Não faço isso pra viver.
Tive quatro canções gravadas em produções alternativas, sem fins lucrativos. Toco numa pequena capela da periferia de São Paulo, onde o povo canta muitas de minhas canções, sem saber de quem é a autoria.
Mas volta e meia penso sobre a canção e o que ela representa na vida das pessoas. Desde que comecei a compor, ainda adolescente, aprendi uma lição: a melhor canção é aquela que cria uma relação entre as pessoas. Canções que eu achava muito boas foram esquecidas (inclusive por mim); outras, de menor qualidade musical ou poética (na minha opinião), vingaram e se firmaram.
Calipso e outros “fenômenos” se firmaram porque conseguiram falar para seu público, expressar o que essas pessoas gostariam de ouvir (escreveu Exupèry que a arte é dispor o jardim como o outro gosta de ver). Foi assim com Renato Russo, um cantor que iniciou a carreira extremamente desafinado, que se tornou o porta-voz de sua geração. Contudo, é bom lembrar que Calipso já está na grande mídia hoje, embora continue (ou não) com seu esquema de distribuição alternativo (que é uma informação de que não disponho).
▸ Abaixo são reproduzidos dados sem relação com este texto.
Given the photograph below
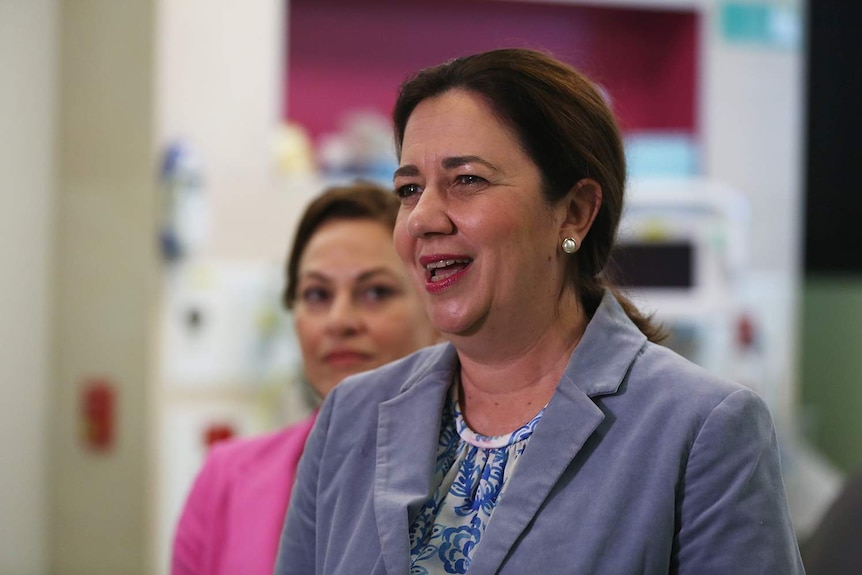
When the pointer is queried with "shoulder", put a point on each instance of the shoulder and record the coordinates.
(370, 388)
(236, 455)
(666, 391)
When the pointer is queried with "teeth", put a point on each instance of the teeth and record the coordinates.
(443, 264)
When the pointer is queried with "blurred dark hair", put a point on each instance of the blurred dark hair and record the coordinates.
(356, 201)
(566, 127)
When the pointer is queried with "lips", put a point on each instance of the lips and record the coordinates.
(345, 358)
(443, 271)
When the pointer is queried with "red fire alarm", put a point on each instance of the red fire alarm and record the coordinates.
(216, 432)
(98, 414)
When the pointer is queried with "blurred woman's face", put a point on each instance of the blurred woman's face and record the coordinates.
(355, 308)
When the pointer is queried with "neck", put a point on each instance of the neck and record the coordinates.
(500, 392)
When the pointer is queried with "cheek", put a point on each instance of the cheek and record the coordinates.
(396, 333)
(403, 240)
(308, 333)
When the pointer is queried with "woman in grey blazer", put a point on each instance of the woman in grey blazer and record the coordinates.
(551, 434)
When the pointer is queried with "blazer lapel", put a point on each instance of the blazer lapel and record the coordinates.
(597, 367)
(407, 433)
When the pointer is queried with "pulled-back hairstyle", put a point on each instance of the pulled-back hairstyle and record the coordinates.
(564, 124)
(356, 201)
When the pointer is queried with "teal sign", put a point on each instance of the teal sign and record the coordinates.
(761, 24)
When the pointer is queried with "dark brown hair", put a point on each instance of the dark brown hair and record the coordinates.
(566, 127)
(356, 201)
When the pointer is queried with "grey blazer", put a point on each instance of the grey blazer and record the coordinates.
(642, 463)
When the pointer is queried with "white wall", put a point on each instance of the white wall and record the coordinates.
(104, 281)
(27, 71)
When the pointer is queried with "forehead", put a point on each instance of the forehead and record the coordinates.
(347, 247)
(457, 122)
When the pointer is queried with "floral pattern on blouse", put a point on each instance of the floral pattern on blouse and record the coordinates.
(471, 472)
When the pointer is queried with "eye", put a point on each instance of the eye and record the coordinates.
(378, 293)
(407, 191)
(471, 180)
(314, 295)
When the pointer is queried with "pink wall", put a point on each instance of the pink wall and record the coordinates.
(345, 54)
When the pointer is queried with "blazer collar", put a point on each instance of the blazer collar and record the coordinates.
(597, 367)
(406, 451)
(407, 434)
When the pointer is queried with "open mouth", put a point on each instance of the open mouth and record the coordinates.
(443, 269)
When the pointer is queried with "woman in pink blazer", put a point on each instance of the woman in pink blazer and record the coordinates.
(354, 308)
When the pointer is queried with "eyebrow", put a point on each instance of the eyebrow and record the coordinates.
(448, 164)
(364, 276)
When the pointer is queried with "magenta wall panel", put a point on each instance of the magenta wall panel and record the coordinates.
(344, 54)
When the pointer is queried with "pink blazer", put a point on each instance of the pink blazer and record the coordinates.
(232, 519)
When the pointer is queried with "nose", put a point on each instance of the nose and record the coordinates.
(430, 214)
(343, 317)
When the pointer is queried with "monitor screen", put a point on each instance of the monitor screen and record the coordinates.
(654, 265)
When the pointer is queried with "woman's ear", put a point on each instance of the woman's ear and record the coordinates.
(582, 206)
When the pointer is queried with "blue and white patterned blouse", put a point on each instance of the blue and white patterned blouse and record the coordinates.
(472, 471)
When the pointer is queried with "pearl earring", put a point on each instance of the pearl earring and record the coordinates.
(570, 245)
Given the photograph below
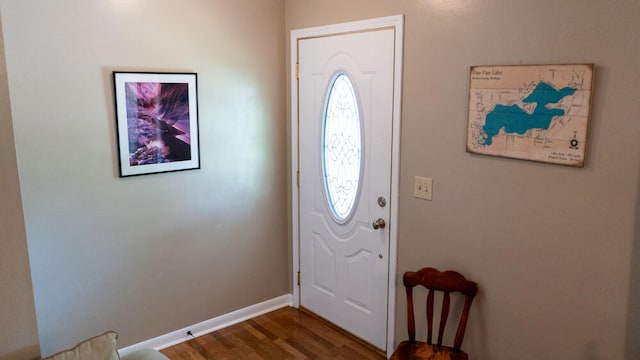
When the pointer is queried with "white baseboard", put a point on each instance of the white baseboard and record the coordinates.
(207, 326)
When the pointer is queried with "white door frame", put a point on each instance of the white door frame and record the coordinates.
(396, 23)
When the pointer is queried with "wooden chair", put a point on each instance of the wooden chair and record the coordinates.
(435, 280)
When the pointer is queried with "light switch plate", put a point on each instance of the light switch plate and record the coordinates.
(423, 188)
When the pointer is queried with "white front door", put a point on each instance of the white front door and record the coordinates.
(346, 114)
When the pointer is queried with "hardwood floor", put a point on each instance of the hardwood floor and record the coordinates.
(286, 333)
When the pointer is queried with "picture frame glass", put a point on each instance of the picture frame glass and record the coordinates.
(157, 122)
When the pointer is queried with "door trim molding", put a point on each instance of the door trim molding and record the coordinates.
(397, 23)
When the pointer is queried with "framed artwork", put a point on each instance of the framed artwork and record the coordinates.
(157, 122)
(530, 112)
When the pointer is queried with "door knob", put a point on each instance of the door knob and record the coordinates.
(379, 224)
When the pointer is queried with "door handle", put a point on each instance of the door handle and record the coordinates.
(379, 224)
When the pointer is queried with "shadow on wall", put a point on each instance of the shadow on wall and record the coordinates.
(632, 340)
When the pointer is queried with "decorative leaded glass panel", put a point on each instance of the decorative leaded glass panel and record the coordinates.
(341, 147)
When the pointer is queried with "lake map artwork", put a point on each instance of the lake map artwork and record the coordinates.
(531, 112)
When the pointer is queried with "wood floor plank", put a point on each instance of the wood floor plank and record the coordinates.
(283, 334)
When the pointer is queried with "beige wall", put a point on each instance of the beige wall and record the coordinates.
(549, 245)
(19, 339)
(150, 254)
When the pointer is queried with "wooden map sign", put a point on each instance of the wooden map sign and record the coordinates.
(530, 112)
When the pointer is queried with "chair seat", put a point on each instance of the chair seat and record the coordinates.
(418, 350)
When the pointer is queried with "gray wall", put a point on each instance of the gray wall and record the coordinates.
(151, 254)
(18, 329)
(549, 245)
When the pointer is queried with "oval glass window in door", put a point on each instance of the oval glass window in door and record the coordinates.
(341, 148)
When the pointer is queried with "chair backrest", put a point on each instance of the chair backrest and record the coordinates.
(447, 282)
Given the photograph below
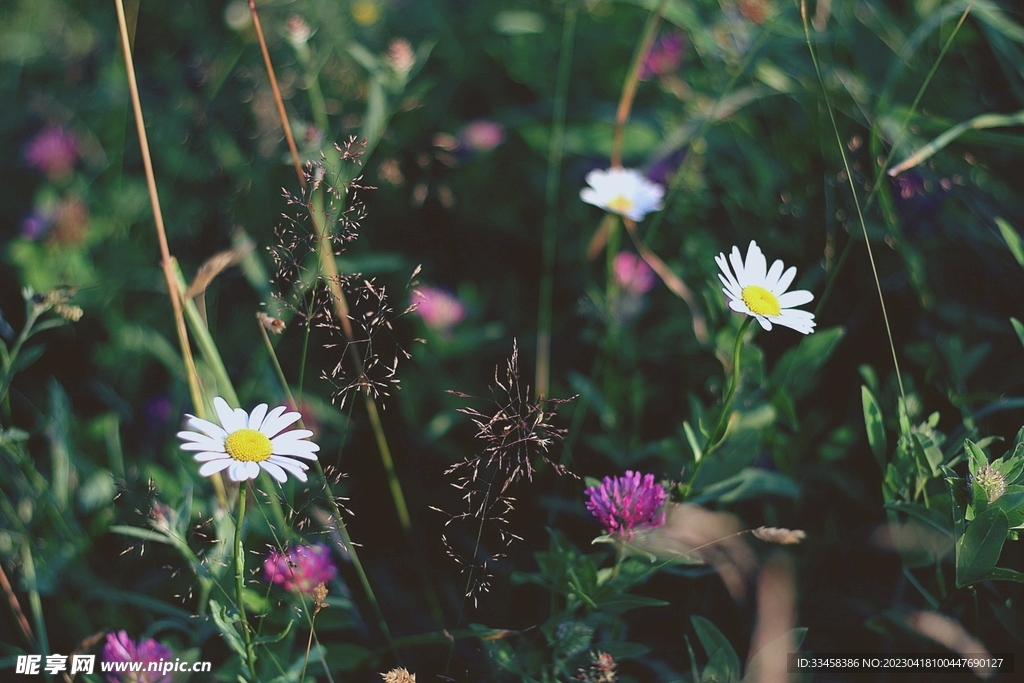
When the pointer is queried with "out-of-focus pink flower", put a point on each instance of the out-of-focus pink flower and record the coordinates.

A “indústria cultural” se apropria desses fenômenos para ganhar com eles (se não pode vencê-los, junte-se a eles). Mas também para dominá-los.
Calipso e outros escrevem essas canções que o povo gosta de ouvir. Mas o povo gosta de ouvir, na maioria das vezes, o que está acostumado a ouvir (o que lhe é oferecido para ouvir). E O QUE LHE É OFERECIDO NOS MCS, NA FAMÍLIA, NA ESCOLA?
Ministro uma oficina de composição musical nas férias. Apesar de não “curtir” rap, trabalhei muito com um rapper ajudando-o a construir a canção dele, mas fazendo-o ver outros valores, oferecendo-lhe outras perspectivas melódicas e poéticas.
Na capela em que toco, ensaio com as crianças algumas canções e danças da cultura popular brasileira, como catira ou congada. Uma vez estava ensaiando com elas e uma adolescente me pediu pra ver um texto que eu trazia na mão (e não tinha mostrado pra eles ainda). Ela fez um comentário elogiando o texto (era Patativa do Assaré, quem diria).